Y qué podemos escribir nosotros, en Lecturas, sobre el genio novelístico del francés Marcel Proust (1871-1922), apenas si tomateros de ciertas palabras acerca del comer somos…Por eso, os acercamos la parrafada que sigue de Por el camino de Swann, de En busca del tiempo perdido (entre 1913 y 1927), tomada de un traducción de Alianza Editorial.

Y callamos…

Hace ya muchos años que, de mi infancia en Combray, solo existía para mí  la tragedia cotidiana de acostarme. Un día de invierno, al volver a casa, mi madre, viendo que yo tenía frío, me propuso  tomar, contra mi costumbre, un poco de té. Dije que no, primero, pero luego, no sé por qué, cambié de opinión. Mandó a comprar uno de esos bollos pequeños y rollizos que se llaman magdalenas, y que parecen haber sido moldeados en las valvas con ranuras  de una concha de Santiago. Pronto, maquinalmente, agobiado  por el  día triste  y la perspectiva de otro igual, me llevé a los labios una cucharada de té en la que había dejado reblandecer un trozo de magdalena. Pero, en el instante mismo que el trago de té y  migajas de bollo llegaban a  mi paladar, me estremecí, dándome cuenta de que pasaba  algo extraordinario. Me había invadido  un placer delicioso, aislado, sin saber por qué, que me volvía indiferente a vicisitudes de la vida, a sus desastres inofensivos, a su brevedad ilusoria, de la misma manera que opera el amor, llenándome de una esencia preciosa; o, más bien, esta esencia no  estaba en mí sino que era yo mismo. Y no me sentía mediocre, limitado, mortal. ¿De dónde podía haberme venido esta poderosa alegría? Me daba cuenta de que estaba unida al gusto del té y del bollo, pero lo sobrepasaba infinitamente, no debía de ser de la misma naturaleza. ¿De dónde venía? ¿Qué significaba? ¿Cómo apresarla? […]
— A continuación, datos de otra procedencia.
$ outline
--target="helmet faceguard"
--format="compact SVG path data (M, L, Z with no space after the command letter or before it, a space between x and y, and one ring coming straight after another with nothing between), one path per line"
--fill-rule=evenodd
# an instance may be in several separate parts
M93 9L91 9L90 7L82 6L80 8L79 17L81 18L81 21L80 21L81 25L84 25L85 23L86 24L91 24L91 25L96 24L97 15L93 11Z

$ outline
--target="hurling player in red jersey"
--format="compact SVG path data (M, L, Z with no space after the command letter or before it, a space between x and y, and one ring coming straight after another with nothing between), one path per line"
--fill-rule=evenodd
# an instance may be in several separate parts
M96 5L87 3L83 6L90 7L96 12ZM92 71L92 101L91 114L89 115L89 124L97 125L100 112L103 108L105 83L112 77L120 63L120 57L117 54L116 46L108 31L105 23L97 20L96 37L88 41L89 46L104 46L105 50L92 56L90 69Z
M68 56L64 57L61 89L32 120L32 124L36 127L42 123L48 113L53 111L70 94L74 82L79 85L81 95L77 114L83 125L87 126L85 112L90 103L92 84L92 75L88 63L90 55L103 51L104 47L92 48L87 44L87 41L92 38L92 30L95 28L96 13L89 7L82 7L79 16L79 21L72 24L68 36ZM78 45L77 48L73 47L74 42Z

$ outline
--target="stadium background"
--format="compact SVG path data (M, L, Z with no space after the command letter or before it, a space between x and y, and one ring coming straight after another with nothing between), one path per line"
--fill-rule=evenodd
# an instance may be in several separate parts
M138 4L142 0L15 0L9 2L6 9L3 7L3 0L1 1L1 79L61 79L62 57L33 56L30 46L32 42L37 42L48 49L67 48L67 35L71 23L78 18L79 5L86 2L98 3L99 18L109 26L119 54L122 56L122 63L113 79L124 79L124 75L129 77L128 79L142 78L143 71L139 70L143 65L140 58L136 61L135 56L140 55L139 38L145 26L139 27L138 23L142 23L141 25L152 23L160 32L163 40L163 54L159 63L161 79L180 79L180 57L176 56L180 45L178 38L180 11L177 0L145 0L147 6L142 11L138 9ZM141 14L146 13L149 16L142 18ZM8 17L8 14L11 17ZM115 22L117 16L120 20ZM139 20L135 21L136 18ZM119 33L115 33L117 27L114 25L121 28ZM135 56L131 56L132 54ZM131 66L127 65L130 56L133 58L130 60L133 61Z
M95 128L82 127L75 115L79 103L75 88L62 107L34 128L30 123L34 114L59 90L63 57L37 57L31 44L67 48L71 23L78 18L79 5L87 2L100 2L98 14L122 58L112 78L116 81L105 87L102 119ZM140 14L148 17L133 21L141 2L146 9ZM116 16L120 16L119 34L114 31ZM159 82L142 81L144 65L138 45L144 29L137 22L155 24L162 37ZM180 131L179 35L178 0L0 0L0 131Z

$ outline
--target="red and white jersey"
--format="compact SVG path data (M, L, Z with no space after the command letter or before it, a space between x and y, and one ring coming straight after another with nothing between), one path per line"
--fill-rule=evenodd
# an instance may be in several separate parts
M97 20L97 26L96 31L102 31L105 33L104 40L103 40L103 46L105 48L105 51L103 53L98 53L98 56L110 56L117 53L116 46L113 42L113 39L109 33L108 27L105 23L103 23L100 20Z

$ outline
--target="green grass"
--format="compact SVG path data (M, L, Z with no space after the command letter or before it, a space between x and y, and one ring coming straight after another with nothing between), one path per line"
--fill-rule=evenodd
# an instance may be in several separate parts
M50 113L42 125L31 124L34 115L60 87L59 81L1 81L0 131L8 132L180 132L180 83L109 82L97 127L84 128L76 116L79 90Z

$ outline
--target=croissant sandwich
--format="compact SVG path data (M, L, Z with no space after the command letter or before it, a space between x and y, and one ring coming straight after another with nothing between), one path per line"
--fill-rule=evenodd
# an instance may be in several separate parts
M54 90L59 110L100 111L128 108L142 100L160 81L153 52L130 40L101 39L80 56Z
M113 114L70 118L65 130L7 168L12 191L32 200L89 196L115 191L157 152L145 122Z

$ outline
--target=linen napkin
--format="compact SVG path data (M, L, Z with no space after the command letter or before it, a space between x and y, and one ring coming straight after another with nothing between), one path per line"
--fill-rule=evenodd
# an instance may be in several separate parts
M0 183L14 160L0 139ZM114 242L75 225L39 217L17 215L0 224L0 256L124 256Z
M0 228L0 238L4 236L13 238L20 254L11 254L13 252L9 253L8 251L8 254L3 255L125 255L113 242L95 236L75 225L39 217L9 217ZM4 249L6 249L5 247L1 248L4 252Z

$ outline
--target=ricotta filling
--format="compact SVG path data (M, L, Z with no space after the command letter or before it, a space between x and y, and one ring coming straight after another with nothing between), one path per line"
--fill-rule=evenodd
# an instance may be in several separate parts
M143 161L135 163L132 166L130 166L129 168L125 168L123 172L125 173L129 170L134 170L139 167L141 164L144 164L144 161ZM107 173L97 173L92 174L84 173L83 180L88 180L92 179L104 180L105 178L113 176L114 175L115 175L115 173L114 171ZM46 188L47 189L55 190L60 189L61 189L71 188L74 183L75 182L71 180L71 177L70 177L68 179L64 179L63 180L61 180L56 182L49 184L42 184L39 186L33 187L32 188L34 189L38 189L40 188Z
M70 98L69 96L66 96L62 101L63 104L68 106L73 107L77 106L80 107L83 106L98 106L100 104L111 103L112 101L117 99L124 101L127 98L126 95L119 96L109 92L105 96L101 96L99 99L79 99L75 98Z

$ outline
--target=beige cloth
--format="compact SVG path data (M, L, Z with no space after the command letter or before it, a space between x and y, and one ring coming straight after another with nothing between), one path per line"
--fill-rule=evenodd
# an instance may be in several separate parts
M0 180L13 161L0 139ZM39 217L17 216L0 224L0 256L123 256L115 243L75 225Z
Y, de repente, el recuerdo aparece. Ese gusto  es el del trocito de magdalena que el domingo por la mañana en Combray (porque ese día yo no salía antes de la hora de misa), cuando iba a decirle buenos días a su habitación,  mi tía Leonie me daba, después de haberlo mojado en su infusión de té o de tila. La vista de la pequeña magdalena no me había recordado nada, antes de probarla; quizá porque,  habiéndolas  visto a menudo después, sin comerlas, sobre las mesas de los pasteleros, su imagen había dejado esos días de Combray para unirse a otros más recientes […]

Y desde que reconocí el gusto  del trocito  de magdalena mojada en la tila que  me daba mi tía (aunque todavía no supiera y debiera dejar para más tarde el descubrir por qué ese recuerdo me hacía feliz), en seguida  la vieja casa gris, donde estaba su habitación , vino como un decorado teatral a añadirse al pequeño pabellón que estaba sobre el  jardín …

Y del blog de la Biblioteca del IES de Zaragoza, la siguiente anotación y sus fotografías…

El francés Marcel Proust (1871-1922), uno de los grandes renovadores de la novela contemporánea, es el creador de una obra singular convertida en uno de los grandes hitos de la narrativa del siglo xx: la serie En busca del tiempo perdido (1913-1927) formada por siete novelas (o una sola novela en siete partes), a cuya redacción dedicó el autor casi toda su vida, encerrado en una habitación con las paredes cubiertas de corcho.  En ella el narrador protagonista, con idéntico nombre que el autor, explora su propio pasado, evocado por una memoria sensitiva y desordenada cuya única ley es la de la libre asociación de ideas. Para el autor, la vida, la realidad, es básicamente un conjunto de sensaciones que solo la escritura es capaz de recuperar, y en su obra la memoria sensitiva o sensorial actúa como motor del recuerdo.

De las siete novelas que forman En busca del tiempo perdido, Por el camino de Swann es la que inicia la serie. El protagonista adulto recorre por París los lugares, en especial el Bosque de Bolonia, asociados a su amor adolescente, y al hilo de su evocación surge también el recuerdo de su infancia en el pueblo de Combray, relacionando subjetivamente recuerdos y sensaciones. En el fragmento seleccionado, uno de los más conocidos de la obra, el sabor de una magdalena empapada en té despierta en el narrador el recuerdo de su infancia.